Because there are strings other than the profile names that appear in the file, this Unicode description file should be regarded as a kind of dictionary, a look-up for any string, rather than just a profile name description table. Therefore, its format and use is different from that of the other mapping files. It is used immediately prior to writing out the text strings and it is only to contain the strings that require stripping of Unicode characters. It is also used on file import.

This Unicode description file may be customized for each target system, in the same way as the other mapping tables.
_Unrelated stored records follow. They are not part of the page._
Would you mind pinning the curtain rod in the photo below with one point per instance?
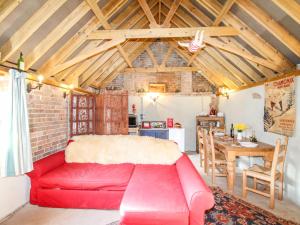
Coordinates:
(32, 77)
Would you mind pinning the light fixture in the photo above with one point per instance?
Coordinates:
(223, 91)
(70, 87)
(40, 79)
(153, 96)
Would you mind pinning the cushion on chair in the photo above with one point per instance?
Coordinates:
(261, 170)
(88, 176)
(154, 196)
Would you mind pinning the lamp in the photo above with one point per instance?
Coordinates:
(40, 79)
(153, 96)
(70, 87)
(223, 91)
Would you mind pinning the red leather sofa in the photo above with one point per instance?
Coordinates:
(145, 194)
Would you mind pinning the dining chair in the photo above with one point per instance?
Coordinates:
(216, 160)
(201, 146)
(268, 176)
This will contain:
-
An indication of the encoding to be used for the file
-
Unicode UTF-8 with a Byte Order Mark (BOM):
ENCODING:UTF8BOM
-
Unicode UTF-8 without BOM:
ENCODING:UTF8noBOM
-
Force to Default encoding:
ENCODING:DEFAULT
-
Force to ASCII:
ENCODING:ASCII
-
-
A set of string substitutions to be used whenever a quoted-string is written to the file.
-
As potentially any character can be used in the string, first non-space character of the line is used as a delimiter for that line
-
Only complete strings would be substituted
-
Comment lines are indicated by '#'
-
not every string needs to be in the dictionary - others would be passed through without error (but would trigger a warning if characters were lost in the encoding)
-
So a dictionary for export might look like:
ENCODING:ASCII
# header texts
# non-ASCII profiles
:Γρxνxθ:Corinthian Column, 1 cubit:
# non-ASCII materials
|χάλυβα, ανθρα|Green-veined marble|
You are not forced to prepare one of these files: the system will cope if one does not exist. It would just mean that the strings would not be translated and you would have to take his chance with the target package. Further, the file can be empty, but if there are any strings requiring description, there must be the ENCODING: statement as the first non comment line in the file.
It should be noted that text fields are of a fixed maximum width. If the resultant text is too long, it will be truncated, and you are warned. Ideally, the translation should succeed with no truncation warnings, and all profiles mapped either by the main mapping file or through using the Unicode description file. If, however, you decide to output in UTF-8 characters, and thereby diverge from the literal interpretation of the format, truncation will not take place.
On import the system will attempt to recognize names in the dictionary, and to translate them back into the original names. This is in addition to the usual profile and material mapping files.